Erich Heckel | White horses

Erich Heckel: White horses

Lot 748

  • Result:  25.800*

Erich Heckel

1883 Döbeln/Sachsen – Radolfzell 1970

White horses

Woodcut in colours on machine-made laid paper. 1912. C. 30.5 x 31 cm (sheet c. 35.5 x 42.5 cm).
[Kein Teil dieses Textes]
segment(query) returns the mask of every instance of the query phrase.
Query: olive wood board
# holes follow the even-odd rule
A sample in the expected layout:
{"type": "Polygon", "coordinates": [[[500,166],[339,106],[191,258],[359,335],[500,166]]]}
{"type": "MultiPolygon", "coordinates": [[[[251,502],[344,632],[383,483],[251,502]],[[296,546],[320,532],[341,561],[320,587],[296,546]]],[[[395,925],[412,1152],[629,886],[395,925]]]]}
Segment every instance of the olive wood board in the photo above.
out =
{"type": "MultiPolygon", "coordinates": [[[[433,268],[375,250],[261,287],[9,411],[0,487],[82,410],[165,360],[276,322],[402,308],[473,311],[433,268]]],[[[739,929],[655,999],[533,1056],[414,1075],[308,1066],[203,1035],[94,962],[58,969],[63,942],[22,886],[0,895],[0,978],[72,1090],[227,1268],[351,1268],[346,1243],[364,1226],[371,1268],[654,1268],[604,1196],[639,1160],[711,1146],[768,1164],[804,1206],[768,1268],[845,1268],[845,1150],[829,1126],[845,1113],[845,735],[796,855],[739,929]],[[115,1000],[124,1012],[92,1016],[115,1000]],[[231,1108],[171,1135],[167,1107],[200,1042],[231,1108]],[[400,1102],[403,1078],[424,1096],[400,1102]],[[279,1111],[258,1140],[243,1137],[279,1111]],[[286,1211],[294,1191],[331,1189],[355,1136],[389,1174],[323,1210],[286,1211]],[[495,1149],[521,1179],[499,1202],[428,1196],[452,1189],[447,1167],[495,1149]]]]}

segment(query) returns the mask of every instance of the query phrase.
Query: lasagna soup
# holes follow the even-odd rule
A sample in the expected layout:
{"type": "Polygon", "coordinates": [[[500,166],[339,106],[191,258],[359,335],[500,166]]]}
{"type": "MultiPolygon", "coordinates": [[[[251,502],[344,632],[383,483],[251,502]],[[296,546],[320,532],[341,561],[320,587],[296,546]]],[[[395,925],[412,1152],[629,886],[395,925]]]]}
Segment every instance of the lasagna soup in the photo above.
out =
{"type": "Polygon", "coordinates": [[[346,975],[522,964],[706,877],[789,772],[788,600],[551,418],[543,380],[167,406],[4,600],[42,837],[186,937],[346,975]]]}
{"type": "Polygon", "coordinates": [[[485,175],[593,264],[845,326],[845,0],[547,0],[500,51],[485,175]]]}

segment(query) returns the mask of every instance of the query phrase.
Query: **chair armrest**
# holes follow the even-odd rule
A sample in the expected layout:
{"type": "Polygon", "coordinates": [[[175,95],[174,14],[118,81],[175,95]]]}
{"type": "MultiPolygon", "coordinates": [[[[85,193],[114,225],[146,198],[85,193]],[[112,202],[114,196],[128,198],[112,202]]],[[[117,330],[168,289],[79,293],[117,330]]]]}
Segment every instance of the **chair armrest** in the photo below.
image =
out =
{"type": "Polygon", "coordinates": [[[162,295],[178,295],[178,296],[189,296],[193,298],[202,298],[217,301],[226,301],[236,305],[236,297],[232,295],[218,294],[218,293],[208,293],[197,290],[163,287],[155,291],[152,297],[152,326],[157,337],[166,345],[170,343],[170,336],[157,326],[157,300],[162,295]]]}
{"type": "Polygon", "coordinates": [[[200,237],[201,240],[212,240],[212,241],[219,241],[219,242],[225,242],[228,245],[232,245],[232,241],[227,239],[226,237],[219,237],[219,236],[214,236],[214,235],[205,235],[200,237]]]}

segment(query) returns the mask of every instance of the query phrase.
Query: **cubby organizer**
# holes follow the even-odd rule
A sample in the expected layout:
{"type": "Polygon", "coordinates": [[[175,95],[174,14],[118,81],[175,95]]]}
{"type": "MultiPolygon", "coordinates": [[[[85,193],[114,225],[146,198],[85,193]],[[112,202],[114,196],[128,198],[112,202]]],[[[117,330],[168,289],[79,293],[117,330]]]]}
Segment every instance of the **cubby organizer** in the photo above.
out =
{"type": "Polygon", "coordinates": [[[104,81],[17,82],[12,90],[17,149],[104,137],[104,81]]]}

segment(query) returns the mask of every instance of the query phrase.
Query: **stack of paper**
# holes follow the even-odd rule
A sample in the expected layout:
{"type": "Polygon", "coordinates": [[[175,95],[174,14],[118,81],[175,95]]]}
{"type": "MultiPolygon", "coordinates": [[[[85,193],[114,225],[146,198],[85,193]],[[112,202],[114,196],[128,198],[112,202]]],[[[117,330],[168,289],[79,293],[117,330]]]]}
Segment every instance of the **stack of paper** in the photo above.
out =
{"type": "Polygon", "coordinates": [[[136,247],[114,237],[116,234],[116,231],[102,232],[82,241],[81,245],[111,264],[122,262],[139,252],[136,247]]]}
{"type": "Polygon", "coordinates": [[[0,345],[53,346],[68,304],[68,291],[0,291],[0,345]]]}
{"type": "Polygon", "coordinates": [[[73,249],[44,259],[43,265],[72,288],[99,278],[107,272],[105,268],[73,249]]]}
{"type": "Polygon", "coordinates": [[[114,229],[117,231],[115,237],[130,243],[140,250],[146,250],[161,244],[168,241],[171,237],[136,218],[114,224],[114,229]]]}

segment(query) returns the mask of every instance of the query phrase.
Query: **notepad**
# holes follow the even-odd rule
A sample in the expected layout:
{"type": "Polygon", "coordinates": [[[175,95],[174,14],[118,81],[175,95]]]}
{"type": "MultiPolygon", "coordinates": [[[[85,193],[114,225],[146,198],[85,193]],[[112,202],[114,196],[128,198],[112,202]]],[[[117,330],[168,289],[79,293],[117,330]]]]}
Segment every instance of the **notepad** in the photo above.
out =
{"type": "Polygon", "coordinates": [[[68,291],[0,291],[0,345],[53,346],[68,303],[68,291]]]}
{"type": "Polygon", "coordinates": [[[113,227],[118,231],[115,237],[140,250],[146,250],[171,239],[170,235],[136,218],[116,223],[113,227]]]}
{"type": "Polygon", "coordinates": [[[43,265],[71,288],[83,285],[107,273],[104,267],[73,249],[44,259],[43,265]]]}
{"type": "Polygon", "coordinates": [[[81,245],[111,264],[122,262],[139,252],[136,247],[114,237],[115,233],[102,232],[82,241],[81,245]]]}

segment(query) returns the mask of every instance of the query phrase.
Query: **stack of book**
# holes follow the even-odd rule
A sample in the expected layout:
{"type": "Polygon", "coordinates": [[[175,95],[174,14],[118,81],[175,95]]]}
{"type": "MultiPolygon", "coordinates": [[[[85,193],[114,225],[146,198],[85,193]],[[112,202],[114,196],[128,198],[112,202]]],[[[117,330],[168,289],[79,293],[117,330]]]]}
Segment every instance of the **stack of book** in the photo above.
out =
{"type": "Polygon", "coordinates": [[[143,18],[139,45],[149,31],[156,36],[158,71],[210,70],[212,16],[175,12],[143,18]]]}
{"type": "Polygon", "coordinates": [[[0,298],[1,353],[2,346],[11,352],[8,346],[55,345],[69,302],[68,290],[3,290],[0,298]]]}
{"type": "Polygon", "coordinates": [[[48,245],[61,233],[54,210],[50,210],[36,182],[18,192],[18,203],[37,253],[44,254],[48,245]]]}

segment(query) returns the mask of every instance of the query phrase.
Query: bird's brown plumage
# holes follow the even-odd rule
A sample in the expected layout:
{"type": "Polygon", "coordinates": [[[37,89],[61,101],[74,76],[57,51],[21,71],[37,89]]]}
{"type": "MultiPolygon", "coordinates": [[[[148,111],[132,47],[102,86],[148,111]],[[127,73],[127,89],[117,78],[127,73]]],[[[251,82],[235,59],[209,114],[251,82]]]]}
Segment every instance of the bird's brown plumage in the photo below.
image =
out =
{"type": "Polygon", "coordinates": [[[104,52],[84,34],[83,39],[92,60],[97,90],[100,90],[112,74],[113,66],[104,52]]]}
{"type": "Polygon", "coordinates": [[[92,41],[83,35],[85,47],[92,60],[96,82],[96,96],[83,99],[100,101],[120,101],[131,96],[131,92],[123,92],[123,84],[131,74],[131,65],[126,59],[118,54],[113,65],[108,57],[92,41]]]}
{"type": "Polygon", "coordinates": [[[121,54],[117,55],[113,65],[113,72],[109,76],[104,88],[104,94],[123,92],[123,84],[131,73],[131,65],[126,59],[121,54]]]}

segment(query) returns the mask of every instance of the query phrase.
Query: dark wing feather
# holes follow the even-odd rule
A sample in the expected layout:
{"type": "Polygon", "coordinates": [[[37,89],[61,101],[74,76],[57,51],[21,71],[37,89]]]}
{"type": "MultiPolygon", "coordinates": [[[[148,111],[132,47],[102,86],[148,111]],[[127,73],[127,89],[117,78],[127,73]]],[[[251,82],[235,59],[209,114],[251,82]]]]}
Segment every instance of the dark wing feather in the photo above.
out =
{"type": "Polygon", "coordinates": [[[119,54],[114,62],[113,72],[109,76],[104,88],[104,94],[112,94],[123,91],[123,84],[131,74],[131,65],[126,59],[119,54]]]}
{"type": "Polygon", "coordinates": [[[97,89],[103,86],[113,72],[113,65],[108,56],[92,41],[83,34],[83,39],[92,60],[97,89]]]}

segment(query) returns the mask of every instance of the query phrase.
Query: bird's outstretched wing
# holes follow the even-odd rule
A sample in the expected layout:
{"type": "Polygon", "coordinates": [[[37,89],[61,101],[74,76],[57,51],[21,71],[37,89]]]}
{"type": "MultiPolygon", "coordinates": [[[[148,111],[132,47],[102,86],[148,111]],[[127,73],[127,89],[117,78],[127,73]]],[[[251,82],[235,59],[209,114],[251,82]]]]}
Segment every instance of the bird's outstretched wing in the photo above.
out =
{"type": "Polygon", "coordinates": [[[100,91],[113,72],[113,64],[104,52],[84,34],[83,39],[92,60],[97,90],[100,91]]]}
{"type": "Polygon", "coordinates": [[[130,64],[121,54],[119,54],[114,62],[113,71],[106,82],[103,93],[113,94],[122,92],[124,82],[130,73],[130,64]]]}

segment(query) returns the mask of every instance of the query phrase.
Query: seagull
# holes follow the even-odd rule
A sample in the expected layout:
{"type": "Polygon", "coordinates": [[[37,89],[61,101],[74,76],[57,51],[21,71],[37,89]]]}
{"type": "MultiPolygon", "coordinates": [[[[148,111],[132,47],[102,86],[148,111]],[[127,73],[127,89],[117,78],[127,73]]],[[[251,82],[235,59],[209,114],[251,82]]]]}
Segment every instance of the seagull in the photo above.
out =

Signed and dated lower right.

Details

Dube H 242 IV (von IV).

Provenienz: Privatbesitz, Norwegen (wohl von Heckel an Edvard Munch, innerhalb der Familie weitergegeben);
Neumeister, München 15.5.2003, Los 267;
Privatsammlung, Hessen.

Essay

Nach dem Druck des Schwarzstocks wurden mit einem zweiten Druckstock die farbigen Flächen hinzugefügt. Durch die mit dem Pinsel monotypieartig aufgetragenen Farben entsteht so der Eindruck einer Handkolorierung, die von Blatt zu Blatt unterschiedlich ausfällt. Bei diesem Exemplar handelt es sich um einen Abzug des letzten Zustandes, allerdings mit der noch nicht vollständig geschlossenen rechten Seitenlinie. Dies und der sehr differenzierte Farbauftrag lassen wohl auf einen Probedruck vor der Auflage bei Neumann schließen. Heckels Farbholzschnitt „Weiße Pferde“ zählt unangefochten zu den Meisterwerken der expressionistischen Druckgraphik. Das Blatt verdeutlicht Heckels große Kunstfertigkeit, mit einem so sperrigen Medium wie dem Holzschnitt eine ungewöhnlich dynamische Szene darzustellen. Zu dem Thema der gegen starken Wind ankämpfenden Menschen und Pferde wird der Künstler bei seinem Sommeraufenthalt auf den Ostseeinseln Hiddensee und Fehmarn im Jahr 1912 inspiriert. Das für Heckel ungewöhnliche Motiv der Pferde in Kombination mit den drei Personen kann als eine momentane Verschmelzung der Ideen zweier revolutionärer Künstlergruppen interpretiert werden: Der Blaue Reiter und die Brücke. Nachdem Heckel 1911 von Dresden nach Berlin übergesiedelt war, lernte er hier 1912 die Künstler des Blauen Reiters kennen, die anlässlich einer Ausstellung ihrer Werke nach Berlin gekommen waren. Mit Franz Marc entwickelte sich eine Freundschaft, die zu wiederholten Begegnungen und einem regen Briefwechsel führte. – Papier schwach gebräunt, Blattränder mit fachmännisch restaurierten Einrissen und Läsuren sowie kleinen Papierergänzungen, untere Kante leicht unregelmäßig, geringfügige Griffknicke, sonst in guter Erhaltung.